Kuwait's Petrochemical Industries has agreed to form a multibillion-dollar U.S.-based joint venture with
that will make and market a variety of chemicals.
The venture will produce polyethylene, ethylenamines, ethanolamines, polypropylene and polycarbonate and is expected to have annual revenue of more than $11 billion.
Following the news, shares of Dow were rising 8.5% Thursday to $45.28.
The products in the venture have a variety of uses. For example, polyethylene is the most widely used plastic and can be found in products ranging from food packaging, milk jugs and plastic containers to pipes and liners. Polypropylene appears in fibers, packaging films, nonwovens, durable goods and automotive parts.

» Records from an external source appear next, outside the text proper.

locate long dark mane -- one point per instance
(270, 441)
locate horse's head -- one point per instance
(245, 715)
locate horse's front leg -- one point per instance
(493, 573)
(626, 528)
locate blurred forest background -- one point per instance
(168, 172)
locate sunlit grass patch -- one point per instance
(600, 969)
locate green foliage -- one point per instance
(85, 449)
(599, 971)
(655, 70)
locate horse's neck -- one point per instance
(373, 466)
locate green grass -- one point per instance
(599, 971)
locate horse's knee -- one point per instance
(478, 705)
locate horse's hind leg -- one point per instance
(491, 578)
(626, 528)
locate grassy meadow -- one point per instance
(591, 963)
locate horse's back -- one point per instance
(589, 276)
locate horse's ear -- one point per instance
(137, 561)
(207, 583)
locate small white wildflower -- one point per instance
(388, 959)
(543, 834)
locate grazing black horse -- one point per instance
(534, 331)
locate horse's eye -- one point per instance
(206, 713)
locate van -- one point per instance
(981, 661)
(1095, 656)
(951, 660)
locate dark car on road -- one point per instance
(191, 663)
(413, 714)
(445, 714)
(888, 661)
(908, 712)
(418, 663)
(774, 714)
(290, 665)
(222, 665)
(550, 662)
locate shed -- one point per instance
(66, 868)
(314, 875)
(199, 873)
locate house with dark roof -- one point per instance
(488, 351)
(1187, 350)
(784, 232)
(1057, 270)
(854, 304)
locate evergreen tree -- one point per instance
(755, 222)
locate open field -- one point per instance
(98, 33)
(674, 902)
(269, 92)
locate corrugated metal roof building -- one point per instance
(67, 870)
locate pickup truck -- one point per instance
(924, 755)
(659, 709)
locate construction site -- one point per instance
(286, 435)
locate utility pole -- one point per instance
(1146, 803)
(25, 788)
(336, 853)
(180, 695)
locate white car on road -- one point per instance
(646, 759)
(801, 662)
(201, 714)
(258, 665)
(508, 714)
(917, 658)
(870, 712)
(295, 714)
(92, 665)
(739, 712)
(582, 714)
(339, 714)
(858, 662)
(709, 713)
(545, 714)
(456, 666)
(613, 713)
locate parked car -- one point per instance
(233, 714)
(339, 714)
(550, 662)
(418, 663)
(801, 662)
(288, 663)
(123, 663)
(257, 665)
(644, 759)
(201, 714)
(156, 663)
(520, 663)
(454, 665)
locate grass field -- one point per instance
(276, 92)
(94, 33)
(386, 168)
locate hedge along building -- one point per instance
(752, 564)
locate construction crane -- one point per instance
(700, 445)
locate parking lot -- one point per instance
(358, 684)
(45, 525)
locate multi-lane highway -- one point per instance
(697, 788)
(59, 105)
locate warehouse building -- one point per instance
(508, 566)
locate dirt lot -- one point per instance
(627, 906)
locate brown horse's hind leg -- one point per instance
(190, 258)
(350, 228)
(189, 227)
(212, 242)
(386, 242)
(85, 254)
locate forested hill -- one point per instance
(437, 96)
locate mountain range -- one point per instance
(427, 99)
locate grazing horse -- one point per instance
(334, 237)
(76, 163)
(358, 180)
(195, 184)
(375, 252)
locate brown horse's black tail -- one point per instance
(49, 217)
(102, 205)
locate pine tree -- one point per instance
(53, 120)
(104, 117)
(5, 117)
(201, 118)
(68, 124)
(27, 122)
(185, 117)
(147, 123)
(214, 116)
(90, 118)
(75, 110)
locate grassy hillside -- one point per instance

Dow first will sell half of its plastics assets to Petrochemical Industries, a unit of Kuwait Petroleum Corp. Both sides will then put their respective plastics holdings in the equally owned venture. They expect to complete the deal in late 2008.
The value of the five Dow businesses that will go in the venture is approximately $19 billion. As a result, Dow will receive roughly $9.5 billion, pretax, from Petrochemical Industries.
"We're creating a petrochemicals company that will be a global leader from its first day of operation, an $11 billion company that is well positioned to grow profitably across the industry cycle," Andrew Liveris, Dow's chairman and CEO, said in a statement.
The new business will employ more than 5,000 workers, and the pact is the latest in a series of arrangements that have seen Arab states take advantage of their oil dollars to scoop up Western assets.
Petrochemical Industries will provide hydrocarbons for the venture.
"By selectively investing in downstream petrochemical businesses, we are maximizing the value of Kuwait's hydrocarbons resources while diversifying our national economy and increasing job opportunities," Saad Al-Shuwaib, CEO of Kuwait Petroleum, said in a press release.